Chapitre 20 : L'enfant (1/4)

***NOTE DE L'AUTEURE : attention, cette partie contient des scènes où apparaît du sang***

Ecaterina descendit quatre à quatre les escaliers et atteignit rapidement le rez-de-chaussée du bâtiment. Sans attendre, sans réfléchir, elle tourna au coin du couloir et aperçut une dizaine d'hommes tout de noir vêtus, fusils d'assaut à la main, à côté de la porte qui menait au hall d'entrée.
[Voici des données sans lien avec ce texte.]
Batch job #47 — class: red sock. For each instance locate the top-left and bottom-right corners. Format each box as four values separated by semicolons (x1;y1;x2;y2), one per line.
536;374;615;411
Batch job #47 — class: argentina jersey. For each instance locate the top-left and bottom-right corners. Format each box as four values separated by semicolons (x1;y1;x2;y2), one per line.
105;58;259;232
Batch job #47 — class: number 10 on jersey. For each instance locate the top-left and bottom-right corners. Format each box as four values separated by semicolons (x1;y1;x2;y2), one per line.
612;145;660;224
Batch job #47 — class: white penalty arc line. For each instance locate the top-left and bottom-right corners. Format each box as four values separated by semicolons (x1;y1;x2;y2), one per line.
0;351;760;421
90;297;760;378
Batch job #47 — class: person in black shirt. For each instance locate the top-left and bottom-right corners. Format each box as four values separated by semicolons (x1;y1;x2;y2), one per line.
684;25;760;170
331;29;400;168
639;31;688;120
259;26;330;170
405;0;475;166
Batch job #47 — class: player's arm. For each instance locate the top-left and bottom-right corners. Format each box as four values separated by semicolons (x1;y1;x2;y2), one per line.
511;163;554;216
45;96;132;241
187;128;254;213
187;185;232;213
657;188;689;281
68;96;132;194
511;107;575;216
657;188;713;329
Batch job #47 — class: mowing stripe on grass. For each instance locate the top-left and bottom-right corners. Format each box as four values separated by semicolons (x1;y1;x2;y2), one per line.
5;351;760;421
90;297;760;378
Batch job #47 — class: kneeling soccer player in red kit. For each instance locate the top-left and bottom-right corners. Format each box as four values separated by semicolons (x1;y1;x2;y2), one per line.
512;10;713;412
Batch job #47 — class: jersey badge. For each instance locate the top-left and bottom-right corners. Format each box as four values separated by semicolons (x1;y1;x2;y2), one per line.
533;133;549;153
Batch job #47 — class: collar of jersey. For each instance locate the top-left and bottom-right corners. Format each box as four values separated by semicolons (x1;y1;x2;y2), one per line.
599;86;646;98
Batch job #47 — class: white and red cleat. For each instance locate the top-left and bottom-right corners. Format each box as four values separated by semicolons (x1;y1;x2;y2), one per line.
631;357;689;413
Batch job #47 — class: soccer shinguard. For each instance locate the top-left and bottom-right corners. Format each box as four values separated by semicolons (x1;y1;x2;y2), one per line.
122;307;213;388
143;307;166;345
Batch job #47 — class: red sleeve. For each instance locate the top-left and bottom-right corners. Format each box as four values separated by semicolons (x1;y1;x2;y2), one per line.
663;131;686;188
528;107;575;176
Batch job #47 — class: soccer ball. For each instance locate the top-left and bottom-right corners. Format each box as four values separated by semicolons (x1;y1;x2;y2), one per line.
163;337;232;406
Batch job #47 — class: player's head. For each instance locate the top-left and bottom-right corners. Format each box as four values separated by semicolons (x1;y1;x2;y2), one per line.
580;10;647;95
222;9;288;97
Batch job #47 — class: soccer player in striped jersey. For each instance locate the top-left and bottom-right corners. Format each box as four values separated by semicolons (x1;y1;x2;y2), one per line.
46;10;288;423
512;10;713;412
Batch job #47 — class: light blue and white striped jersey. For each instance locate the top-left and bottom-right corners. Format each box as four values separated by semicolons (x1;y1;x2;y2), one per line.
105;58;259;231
Son arrivée n'échappa pas aux gardes qui lui faisaient face et les armes se braquèrent aussitôt sur elle. Elles étaient certes moins dangereuses que les gros calibres qui l'avaient tant amochée quelques semaines plus tôt, mais le douloureux souvenir de la dernière fusillade générale dont elle avait été la cible l'invita à s'en méfier.

Plutôt que de foncer tête baissée comme cela avait été le cas chez la baronne, Ecaterina se mit à courir en zig-zag, parfois même sur les murs, pour éviter au maximum les balles. À mesure qu'elle approchait de ses adversaires, l'exploit fut de plus en plus difficile à accomplir. Une première balle lui frôla la tempe, une autre lui perfora une jambe. L'adrénaline, son alliée de toujours, camoufla la douleur et boosta ses muscles jusqu'à ce qu'elle envoie son poing dans la mâchoire d'un premier garde.

Celui-ci vint percuter l'un de ses collègues et tous deux roulèrent quelques mètres plus loin. Pendant ce temps-là, le pied d'Ecaterina rencontrait le ventre d'un autre homme qui fit la connaissance brutale du mur.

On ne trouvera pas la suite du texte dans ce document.